A parlare come terzo testimone è il commercialista che fece da consulente amministrativo a un gruppo assegnatario (un uomo e due giovani donne) del primo chiosco quando l’amministrazione Coletta dispose la gara d’appalto. “Nella commissione di gara, ricordo che quando uscirono i risultati, ci furono insulti tra gli aggiudicatari. Ricordo che il “Topo” Zof insultò uno degli aggiudicatari fino sotto al Comune di Latina. È stato il sindaco a creare queste tensioni perché per due anni non aggiudicarono il primo chiosco e il primo cittadino avrebbe dovuto trovare un accordo tra le due parti. Ad ogni modo, la sensazione è che loro avessero rinunciato per la macchina burocratica del Comune. Erano stremati psicologicamente, ma sopratutto perché sembra una maledizione non avendo più avuto neanche l’appoggio delle assicurazioni”. Una constatazione che non viene spiegata fino in fondo, così come oggi, 9 luglio, il commercialista spiega che gli insulti furono reciproci, a differenza di quando riferì agli investigatori: all’epoca il professionista disse che fu solo Zof a insultare.

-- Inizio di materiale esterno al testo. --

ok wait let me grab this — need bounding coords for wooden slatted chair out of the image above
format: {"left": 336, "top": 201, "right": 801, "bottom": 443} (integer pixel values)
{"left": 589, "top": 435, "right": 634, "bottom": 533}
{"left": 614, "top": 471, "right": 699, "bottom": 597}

Nega anche di aver parlato di “contesto mafioso”, motivo alla base della rinuncia.
Era stato proprio il commercialista a riferire agli inquirenti che in più occasioni il socio della titolare vincitrice e rinunciante nel 2016 era stato minacciato da uno dei figli di Zof su Facebook, insieme alle ragazze che avevano partecipato al bando. Lo stesso socio sarebbe stato aggredito verbalmente sotto casa da Maurizio Zof e in una occasione spintonato (circostanza poi smentita dallo stesso commercialista). Aggressioni verbali e minacce che sarebbero avvenute anche davanti al sindaco di allora, Damiano Coletta. Alla fine, secondo il racconto del commercialista, al socio della titolare sarebbe stato proposto dallo stesso Zof padre di vendergli il primo chiosco, una volta aggiudicato. Una proposta rispedita al mittente, anche perché vietata dalla legge.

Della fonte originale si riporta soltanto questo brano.